Does this word look like it needs – or has had – a little manhandling? Perhaps it was meant to be handling me or hand mingle but somehow lost its grip? Morphologically it’s modestly mystifying: there’s that ing that could be a verb ending, but it’s part of a ling that could be the old English suffix (as in earthling), but then there’s that ­dh – perhaps this is mand plus heling? But is that heling really healing or part of inhaling or what? And what mandates the mand? This seems like a curious mixture, perhaps an orphan word.

It may, however, seem familiar. It might give you a faint hint of almonds in the sound, but there’s another word that it’s often seen with that may make it more recognizable: Sumatra.

Sumatra, yes, that island of Indonesia. What do they grow there? Where do you see a label that says Sumatra Mandheling (or any of a few other spellings)? On coffee, usually in a coffee establishment.

Ah, now we’re getting somewhere. There are a few things that are often tasted with notes and fancy little rhapsodic descriptors.
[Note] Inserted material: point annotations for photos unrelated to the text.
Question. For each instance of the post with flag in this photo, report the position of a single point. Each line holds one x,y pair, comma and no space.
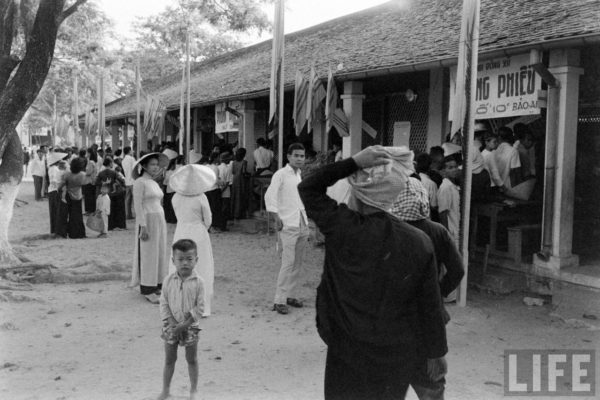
463,119
276,92
138,122
76,112
188,134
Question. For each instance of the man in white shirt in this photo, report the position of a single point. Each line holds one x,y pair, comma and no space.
449,198
491,143
422,166
127,164
526,149
262,156
283,200
38,171
507,159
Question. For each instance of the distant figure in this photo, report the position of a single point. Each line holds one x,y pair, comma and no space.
103,206
38,172
423,167
437,159
283,202
181,308
26,160
379,308
507,159
262,156
239,187
525,147
127,164
449,198
73,181
193,220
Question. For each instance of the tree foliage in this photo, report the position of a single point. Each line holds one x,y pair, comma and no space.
81,50
215,27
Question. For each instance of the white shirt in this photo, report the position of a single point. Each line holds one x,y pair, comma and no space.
38,167
507,158
490,165
103,204
449,200
431,188
263,157
128,163
282,197
478,163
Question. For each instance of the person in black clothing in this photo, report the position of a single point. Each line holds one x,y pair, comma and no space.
379,308
411,207
116,181
437,159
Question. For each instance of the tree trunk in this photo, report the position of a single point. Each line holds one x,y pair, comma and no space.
11,173
18,94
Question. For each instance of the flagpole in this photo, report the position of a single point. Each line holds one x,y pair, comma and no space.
281,17
468,125
138,123
181,112
75,111
187,111
54,121
101,111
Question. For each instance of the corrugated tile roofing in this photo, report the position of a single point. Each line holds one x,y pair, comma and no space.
395,34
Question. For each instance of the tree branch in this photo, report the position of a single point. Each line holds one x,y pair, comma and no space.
70,10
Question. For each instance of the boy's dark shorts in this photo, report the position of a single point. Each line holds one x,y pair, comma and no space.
190,336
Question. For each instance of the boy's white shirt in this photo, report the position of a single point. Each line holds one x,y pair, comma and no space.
179,296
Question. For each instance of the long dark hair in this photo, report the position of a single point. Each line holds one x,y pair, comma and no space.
93,154
77,165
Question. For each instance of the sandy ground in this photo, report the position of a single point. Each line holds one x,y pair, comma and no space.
100,340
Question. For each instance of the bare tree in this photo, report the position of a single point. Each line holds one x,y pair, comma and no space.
28,31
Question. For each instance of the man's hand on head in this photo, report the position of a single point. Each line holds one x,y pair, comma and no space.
371,157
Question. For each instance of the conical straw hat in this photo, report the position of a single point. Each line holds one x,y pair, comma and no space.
193,179
170,153
163,162
55,157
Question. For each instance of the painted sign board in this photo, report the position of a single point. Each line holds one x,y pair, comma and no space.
506,87
401,133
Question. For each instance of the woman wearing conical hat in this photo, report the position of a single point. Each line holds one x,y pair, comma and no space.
194,218
151,255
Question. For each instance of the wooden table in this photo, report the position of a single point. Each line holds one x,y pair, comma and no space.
517,210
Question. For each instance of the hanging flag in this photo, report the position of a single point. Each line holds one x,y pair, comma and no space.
300,97
331,101
464,120
276,92
316,95
340,122
154,114
369,130
461,97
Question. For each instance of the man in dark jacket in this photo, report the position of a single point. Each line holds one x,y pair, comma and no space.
378,304
412,206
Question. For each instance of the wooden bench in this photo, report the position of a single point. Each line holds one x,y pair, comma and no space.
515,239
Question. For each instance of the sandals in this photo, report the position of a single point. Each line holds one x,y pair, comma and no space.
152,298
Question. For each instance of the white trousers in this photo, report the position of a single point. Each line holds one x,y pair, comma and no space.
293,244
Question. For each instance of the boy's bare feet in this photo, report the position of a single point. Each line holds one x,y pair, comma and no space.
163,396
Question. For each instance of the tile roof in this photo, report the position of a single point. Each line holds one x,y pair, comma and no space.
394,34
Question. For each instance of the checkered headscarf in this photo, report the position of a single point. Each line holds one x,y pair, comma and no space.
413,202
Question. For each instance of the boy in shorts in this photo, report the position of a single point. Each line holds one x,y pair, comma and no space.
181,307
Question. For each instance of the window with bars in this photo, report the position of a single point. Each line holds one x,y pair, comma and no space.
383,111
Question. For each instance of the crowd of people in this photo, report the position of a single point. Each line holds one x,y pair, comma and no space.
390,225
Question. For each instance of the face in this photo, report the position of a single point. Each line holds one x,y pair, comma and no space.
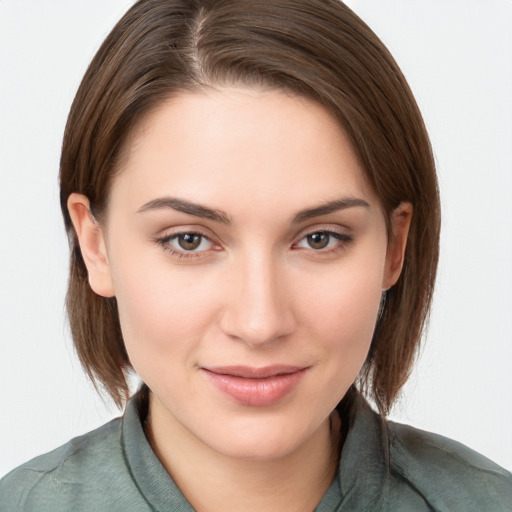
247,255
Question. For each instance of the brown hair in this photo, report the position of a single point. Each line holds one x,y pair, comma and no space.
316,48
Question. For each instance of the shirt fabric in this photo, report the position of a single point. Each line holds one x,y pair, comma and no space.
385,467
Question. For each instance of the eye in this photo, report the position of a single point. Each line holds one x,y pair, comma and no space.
321,240
188,242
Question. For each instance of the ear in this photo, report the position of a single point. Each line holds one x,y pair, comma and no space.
92,244
400,223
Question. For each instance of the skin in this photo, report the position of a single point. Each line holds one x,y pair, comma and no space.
254,292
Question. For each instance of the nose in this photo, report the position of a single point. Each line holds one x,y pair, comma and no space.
259,309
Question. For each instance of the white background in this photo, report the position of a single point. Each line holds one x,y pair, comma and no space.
457,55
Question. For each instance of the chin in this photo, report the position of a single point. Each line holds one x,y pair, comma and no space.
259,442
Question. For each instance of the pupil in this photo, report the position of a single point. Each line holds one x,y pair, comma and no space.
189,241
318,240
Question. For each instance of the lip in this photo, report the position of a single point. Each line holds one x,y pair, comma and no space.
255,387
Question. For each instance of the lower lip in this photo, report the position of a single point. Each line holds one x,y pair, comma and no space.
256,392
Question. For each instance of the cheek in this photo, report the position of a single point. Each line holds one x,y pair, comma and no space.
162,310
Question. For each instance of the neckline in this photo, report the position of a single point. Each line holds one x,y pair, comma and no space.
360,482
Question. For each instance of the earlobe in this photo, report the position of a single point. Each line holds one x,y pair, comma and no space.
400,223
92,245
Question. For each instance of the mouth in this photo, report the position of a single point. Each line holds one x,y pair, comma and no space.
256,387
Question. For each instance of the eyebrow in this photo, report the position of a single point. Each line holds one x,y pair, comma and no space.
198,210
181,205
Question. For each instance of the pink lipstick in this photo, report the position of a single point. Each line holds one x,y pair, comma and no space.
255,387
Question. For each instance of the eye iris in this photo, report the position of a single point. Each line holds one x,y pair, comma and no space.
189,241
318,240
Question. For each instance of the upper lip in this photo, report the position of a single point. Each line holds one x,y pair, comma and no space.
250,372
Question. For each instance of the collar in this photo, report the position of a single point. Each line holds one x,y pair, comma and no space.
361,482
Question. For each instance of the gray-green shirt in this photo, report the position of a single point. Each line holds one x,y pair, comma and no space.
385,467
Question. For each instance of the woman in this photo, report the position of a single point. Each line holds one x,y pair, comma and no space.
252,207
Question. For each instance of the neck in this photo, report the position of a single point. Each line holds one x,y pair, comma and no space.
212,481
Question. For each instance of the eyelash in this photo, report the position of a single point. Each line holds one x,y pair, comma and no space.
342,238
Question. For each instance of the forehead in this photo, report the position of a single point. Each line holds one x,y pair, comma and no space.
257,146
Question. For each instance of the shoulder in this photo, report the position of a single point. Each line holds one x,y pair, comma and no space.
60,479
449,475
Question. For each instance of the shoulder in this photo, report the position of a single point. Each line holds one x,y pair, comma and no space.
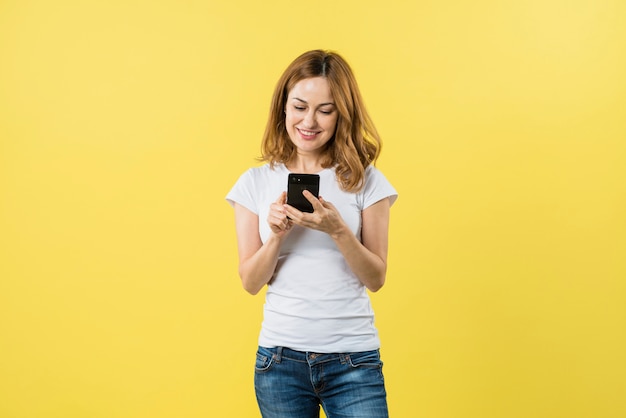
377,186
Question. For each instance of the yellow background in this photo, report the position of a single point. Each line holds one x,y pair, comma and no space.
123,124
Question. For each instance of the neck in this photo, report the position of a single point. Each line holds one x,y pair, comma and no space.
305,164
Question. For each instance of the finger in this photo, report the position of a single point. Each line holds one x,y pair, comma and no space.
282,198
312,199
326,203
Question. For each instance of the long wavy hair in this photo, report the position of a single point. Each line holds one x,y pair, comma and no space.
355,144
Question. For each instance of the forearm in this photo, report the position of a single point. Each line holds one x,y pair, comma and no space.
367,266
257,270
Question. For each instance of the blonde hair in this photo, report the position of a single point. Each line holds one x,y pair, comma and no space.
356,143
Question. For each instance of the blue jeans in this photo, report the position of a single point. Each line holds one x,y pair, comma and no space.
293,384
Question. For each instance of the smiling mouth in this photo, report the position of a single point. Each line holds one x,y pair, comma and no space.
307,134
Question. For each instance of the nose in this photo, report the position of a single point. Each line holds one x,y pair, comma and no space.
309,119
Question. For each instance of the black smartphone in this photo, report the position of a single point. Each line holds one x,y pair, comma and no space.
299,183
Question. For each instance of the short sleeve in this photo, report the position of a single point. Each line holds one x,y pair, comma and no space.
243,192
376,188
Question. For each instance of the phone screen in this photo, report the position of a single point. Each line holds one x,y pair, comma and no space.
299,183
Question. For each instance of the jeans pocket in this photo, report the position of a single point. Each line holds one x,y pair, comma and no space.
264,360
366,359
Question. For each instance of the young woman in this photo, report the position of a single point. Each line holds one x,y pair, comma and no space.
318,343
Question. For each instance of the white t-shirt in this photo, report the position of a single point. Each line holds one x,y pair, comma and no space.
314,302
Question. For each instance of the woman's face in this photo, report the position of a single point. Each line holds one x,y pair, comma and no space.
310,115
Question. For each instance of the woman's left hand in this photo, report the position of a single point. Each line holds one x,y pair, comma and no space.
325,216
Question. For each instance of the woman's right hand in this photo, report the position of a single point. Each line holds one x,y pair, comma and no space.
277,218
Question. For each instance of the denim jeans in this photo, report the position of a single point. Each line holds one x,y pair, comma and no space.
293,384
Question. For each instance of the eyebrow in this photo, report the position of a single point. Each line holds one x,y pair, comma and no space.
321,104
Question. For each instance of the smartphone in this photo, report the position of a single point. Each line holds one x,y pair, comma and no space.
296,185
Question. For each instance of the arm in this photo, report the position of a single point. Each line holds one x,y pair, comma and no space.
368,260
257,260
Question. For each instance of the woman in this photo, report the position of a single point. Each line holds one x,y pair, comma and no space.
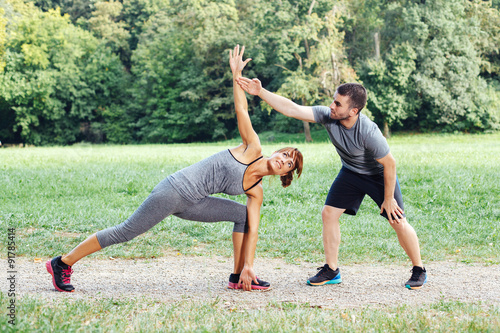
186,194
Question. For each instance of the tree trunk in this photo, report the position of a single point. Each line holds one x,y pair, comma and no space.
386,131
377,46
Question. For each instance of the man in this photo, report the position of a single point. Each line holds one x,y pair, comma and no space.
368,167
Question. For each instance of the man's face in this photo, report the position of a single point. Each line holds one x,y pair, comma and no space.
340,108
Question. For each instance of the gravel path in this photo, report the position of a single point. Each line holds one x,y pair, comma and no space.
175,278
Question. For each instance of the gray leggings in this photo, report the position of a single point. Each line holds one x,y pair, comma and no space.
163,201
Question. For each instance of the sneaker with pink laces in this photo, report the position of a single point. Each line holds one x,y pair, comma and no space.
61,274
235,278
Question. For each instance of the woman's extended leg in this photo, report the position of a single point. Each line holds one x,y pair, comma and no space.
163,201
213,209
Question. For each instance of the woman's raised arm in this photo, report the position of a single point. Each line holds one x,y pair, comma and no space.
247,133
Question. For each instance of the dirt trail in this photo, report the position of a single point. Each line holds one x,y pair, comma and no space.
175,278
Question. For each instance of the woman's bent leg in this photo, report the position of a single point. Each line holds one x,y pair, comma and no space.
213,209
162,202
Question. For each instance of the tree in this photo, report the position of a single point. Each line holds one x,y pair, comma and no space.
45,87
182,87
300,52
105,24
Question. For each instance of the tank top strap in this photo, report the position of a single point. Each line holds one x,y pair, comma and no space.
251,187
258,158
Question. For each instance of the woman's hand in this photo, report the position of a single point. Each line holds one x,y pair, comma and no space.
253,87
236,59
246,277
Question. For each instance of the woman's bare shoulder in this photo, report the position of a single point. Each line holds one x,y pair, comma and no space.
246,153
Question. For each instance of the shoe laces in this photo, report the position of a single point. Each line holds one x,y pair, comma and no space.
66,275
322,270
415,274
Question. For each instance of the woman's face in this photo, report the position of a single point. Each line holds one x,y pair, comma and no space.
281,162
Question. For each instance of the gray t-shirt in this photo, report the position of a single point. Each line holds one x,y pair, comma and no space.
358,146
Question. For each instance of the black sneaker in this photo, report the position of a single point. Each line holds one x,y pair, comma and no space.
326,275
418,278
61,274
235,278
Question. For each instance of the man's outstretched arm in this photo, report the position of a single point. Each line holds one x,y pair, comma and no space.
279,103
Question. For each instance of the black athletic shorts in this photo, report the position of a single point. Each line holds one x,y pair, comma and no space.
349,189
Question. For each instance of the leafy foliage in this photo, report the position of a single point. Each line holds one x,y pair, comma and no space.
156,70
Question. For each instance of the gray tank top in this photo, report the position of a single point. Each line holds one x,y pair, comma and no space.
219,173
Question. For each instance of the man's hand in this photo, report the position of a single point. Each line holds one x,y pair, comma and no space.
236,59
246,277
393,211
253,87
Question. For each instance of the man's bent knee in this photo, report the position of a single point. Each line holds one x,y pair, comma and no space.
330,213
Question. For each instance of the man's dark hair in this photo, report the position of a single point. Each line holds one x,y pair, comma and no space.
356,93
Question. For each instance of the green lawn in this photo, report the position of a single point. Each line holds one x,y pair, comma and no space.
57,196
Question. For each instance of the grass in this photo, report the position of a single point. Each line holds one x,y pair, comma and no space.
143,315
57,196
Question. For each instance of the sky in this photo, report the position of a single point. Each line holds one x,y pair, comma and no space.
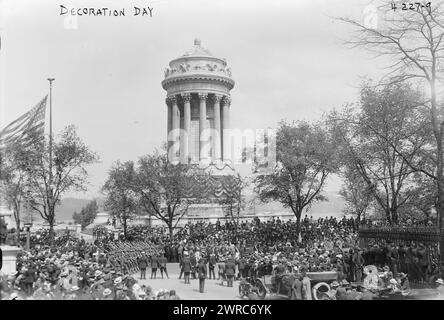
288,60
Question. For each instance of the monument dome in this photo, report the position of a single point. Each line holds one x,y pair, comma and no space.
198,88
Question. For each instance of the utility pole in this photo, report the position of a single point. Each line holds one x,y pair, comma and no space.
51,195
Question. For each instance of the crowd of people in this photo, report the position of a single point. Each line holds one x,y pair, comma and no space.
72,269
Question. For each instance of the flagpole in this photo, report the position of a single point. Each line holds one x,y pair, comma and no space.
50,130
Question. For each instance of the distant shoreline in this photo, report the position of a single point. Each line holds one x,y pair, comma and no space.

Wine, of course, is one. Words are another. People do it now with beer, though that can get a little precious. But, ah, yes, also coffee. We like to talk about the flavour of our drugs.

And Mandheling is a rather nice drug as they go. It is full flavoured, rich, spicy. Aw, heck, let me quote some tasting notes from different places on their particular versions of Sumatra Mandheling:

A uniquely rich and aromatic cup – spicy and gently acidic, with a truly rare body. (Balzac’s Coffee)

A creamy body and loamy sweet flavors. It also has all the wild jungle flavors and earthiness you would expect in a Sumatra. (Gen X Coffee)

A traditional volcanic and earthy Indonesian profile is complemented by bittersweet chocolate and subtle cherry and raisin notes. A sassy and spicy finish adds to the balance of this full-bodied, yet mildly acidic coffee. (The Roasterie)

This coffee sounds like my kind of coffee (it is). Heck, it sounds like my kind of person. Sassy, spicy, earthy, mildly acidic, a creamy and truly rare body, and perhaps bittersweet? What’s not to like, I say! To have such a taste as you are inhaling its healing aromas…

So, now, where does it get its name? It’s an alternate spelling of Mandailing, which is the name of a people in northern Sumatra. They don’t actually grow this coffee; there was just some confusion by an early European buyer of the coffee, it seems. Thus the word and its sense have both undergone some manhandling. But where does the word Mandailing come from? It is thought to come from mande ‘mother’ and hilang ‘lost’ – ‘lost mother’, in other words. Just as the word has become separated from its mother and joined another family. At least it’s in good company.